In 2023, she was Northern Diamonds' leading run-scorer in the Charlotte Edwards Cup, with 216 runs at an average of 30.85. She also scored 384 runs in the Rachael Heyhoe Flint Trophy, including making 106* against Southern Vipers. She was ever-present for Northern Superchargers in The Hundred, scoring 167 runs in nine innings.

In December 2023, it was announced that Armitage had signed for Central Districts for the 2023–24 Super Smash.

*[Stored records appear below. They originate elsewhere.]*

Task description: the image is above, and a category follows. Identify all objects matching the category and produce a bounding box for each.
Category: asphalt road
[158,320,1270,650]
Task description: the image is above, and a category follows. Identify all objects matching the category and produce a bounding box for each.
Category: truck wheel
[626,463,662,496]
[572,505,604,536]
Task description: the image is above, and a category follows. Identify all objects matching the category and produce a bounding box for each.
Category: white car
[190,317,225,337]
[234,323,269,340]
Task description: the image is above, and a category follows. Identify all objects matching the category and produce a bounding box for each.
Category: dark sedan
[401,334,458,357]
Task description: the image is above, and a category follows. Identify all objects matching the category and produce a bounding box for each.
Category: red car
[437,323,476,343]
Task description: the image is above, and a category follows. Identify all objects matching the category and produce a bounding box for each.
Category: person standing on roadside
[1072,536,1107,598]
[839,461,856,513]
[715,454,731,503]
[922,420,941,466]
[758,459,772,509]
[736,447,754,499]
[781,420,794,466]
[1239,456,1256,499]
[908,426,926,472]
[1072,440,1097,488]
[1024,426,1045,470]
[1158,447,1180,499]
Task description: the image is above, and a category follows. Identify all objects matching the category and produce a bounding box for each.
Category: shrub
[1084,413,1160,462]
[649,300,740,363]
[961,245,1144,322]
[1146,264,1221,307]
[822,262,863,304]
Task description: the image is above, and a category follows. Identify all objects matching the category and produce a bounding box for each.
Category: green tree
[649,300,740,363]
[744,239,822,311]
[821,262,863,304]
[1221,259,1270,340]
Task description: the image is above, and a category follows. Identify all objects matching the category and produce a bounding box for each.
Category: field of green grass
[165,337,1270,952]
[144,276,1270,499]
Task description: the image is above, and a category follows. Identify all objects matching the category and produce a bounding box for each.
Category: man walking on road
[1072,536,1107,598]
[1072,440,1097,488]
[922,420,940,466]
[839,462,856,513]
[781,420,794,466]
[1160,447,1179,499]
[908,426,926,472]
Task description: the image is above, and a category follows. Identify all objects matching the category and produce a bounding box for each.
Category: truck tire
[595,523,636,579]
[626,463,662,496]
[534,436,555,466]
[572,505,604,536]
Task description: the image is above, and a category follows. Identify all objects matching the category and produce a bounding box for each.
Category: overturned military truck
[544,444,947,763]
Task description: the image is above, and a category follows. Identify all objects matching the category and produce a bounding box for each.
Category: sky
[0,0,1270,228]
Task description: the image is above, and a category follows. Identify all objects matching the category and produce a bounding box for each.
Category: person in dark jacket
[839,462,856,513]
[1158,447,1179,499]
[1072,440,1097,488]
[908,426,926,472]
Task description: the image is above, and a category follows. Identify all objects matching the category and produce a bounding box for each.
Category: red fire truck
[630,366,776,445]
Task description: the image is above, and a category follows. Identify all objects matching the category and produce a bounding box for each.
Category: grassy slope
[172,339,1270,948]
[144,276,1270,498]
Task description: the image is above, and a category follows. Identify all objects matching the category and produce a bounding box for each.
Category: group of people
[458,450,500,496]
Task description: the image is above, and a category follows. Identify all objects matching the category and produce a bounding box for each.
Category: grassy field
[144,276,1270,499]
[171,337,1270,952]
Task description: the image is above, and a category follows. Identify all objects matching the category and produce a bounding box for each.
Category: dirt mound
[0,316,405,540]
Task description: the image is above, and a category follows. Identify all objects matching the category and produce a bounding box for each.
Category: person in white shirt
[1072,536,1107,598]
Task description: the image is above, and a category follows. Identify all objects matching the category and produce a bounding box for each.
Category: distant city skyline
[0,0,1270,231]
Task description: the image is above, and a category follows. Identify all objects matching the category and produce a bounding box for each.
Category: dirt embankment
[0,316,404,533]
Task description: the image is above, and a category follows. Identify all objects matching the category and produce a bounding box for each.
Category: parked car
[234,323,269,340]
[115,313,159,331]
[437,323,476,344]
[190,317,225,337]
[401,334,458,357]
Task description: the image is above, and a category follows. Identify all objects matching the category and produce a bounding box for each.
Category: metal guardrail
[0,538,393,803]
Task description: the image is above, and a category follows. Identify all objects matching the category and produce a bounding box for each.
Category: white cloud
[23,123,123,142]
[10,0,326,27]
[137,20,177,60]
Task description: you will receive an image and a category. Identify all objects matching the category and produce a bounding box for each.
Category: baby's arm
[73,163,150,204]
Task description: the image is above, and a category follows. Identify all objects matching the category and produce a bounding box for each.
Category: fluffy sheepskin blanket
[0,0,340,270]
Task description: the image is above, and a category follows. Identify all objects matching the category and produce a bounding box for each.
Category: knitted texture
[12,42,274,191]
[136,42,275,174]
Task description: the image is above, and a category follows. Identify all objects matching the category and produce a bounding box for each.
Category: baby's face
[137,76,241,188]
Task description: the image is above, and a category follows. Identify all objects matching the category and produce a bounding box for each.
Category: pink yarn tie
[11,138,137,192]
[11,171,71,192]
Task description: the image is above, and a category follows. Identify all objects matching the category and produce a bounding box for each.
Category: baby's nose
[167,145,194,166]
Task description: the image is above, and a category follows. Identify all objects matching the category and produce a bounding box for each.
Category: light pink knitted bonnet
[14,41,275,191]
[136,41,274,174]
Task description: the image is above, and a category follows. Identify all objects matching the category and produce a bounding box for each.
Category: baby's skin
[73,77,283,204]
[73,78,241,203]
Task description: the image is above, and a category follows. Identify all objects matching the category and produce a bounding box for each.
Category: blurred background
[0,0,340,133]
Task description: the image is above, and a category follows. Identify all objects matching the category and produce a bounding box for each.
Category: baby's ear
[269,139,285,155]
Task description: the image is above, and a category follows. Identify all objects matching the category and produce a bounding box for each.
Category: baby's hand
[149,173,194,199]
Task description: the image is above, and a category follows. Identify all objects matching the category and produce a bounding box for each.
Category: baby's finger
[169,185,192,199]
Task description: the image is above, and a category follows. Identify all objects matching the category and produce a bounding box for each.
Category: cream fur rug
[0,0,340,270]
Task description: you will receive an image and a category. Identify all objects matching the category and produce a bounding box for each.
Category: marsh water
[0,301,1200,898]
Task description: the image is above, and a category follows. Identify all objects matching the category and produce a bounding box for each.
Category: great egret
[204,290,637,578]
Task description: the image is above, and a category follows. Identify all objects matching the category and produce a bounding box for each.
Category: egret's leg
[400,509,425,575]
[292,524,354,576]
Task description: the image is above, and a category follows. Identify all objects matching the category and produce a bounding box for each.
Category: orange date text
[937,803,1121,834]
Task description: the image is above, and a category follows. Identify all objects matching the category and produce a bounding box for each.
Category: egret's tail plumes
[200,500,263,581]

In July 2024, she signed a three year professional contract as a first women’s professional captain by Durham.

==International career==
In February 2024, Armitage was selected to the England's T20I squad for the series against New Zealand. She made her international debut in Twenty20 International against New Zealand on 24 March 2024.
Armitage made her One Day International debut for England against Ireland at Stormont in Belfast on 7 September 2024, top scoring for her side with 44 runs off 44 balls.